En ce printemps 2022, l’actualité culturelle autour de la figure d’Alfred Nakache est riche, et c’est tant mieux ! Dans la pièce Sélectionné mise en scène par Steve Suissa, à l’affiche du théâtre Edouard VII jusqu’au 26 juin, Amir Haddad incarne, seul en scène, le nageur originaire de Constantine (https://www.theatreedouard7.com/spectacles/amir-haddad-dans-selectionne ; https://youtu.be/2akyGDjUR6k).




Nakache occupe aussi une place de choix dans le roman de Bruno Giroux, Chlore, sorti début mai chez Talent Éditions (lire notre entretien avec l'auteur : urlz.fr/ihh).

Renaud Leblond apporte lui aussi, avec Le Nageur d’Auschwitz, « roman librement inspiré de l’histoire d’Alfred Nakache » (https://www.lisez.com/ebook/le-nageur-dauschwitz/9782809844696), sa pierre à un édifice de réactivation mémorielle qui s’est accéléré à partir de mai 2019, soit 36 ans après sa mort, par l’intronisation du nageur au sein de l’International Swimming Hall of Fame de Fort Lauderdale en Floride, véritable panthéon de la natation. Il ne faut certes pas oublier le documentaire signé Christian Meunier en 2001 (Alfred Nakache, le nageur d'Auschwitz, avec la voix de Pierre Arditi, d’une durée de 52 minutes, visible ici : https://youtu.be/CxwWa8XgbPo), ni le fait que des piscines ont été baptisées du nom du nageur, à Toulouse dès 1944, alors que Nakache était en déportation, d’où l’on craignait qu’il ne revienne pas, à Montpellier en 1976, à Nancy en 2006, dans le XXe arrondissement de Paris en 2009 et à Sauvian près de Béziers en 2020.

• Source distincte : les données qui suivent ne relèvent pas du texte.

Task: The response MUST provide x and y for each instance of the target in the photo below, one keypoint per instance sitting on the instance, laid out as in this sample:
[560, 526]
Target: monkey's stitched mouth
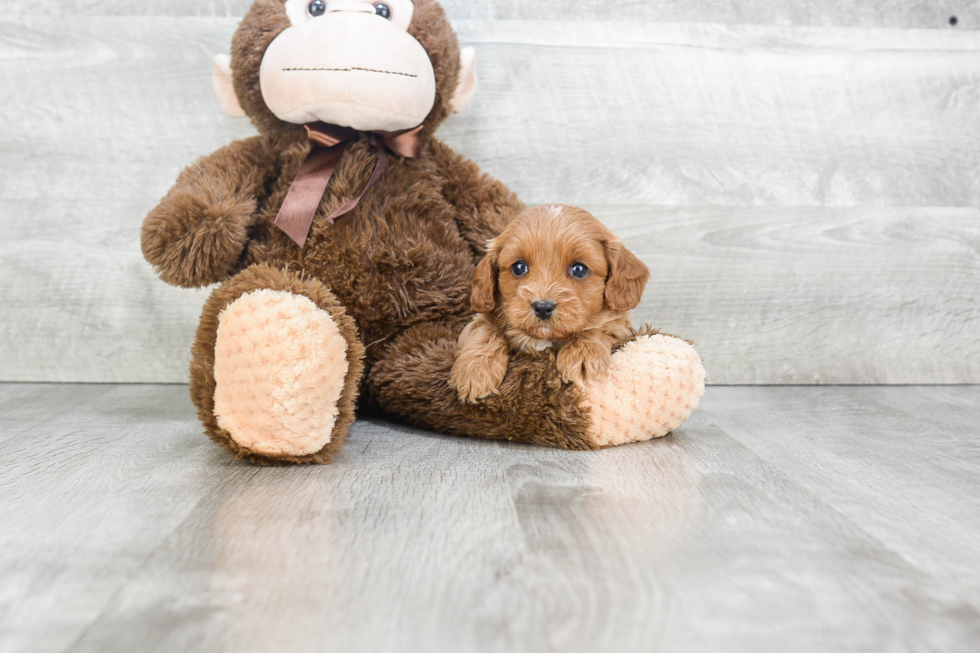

Piscine municipale Alfred-Nakache en 1964 (fonds André Cros, Archives municipales de Toulouse).




Mais ni la fiction ni la littérature ne s’étaient jusqu’alors saisie de cette figure incarnant la volonté, le courage et la résilience ou alors de manière indirecte comme lorsque Yves Pourcher s’était demandé en 2021, sur le mode de l’enquête, dans Brasse Papillon – Le Roman d’un collabo (Éditions Gaussen) si le champion de natation Jacques Cartonnet avait ou non dénoncé en 1943 son grand rival Alfred Nakache.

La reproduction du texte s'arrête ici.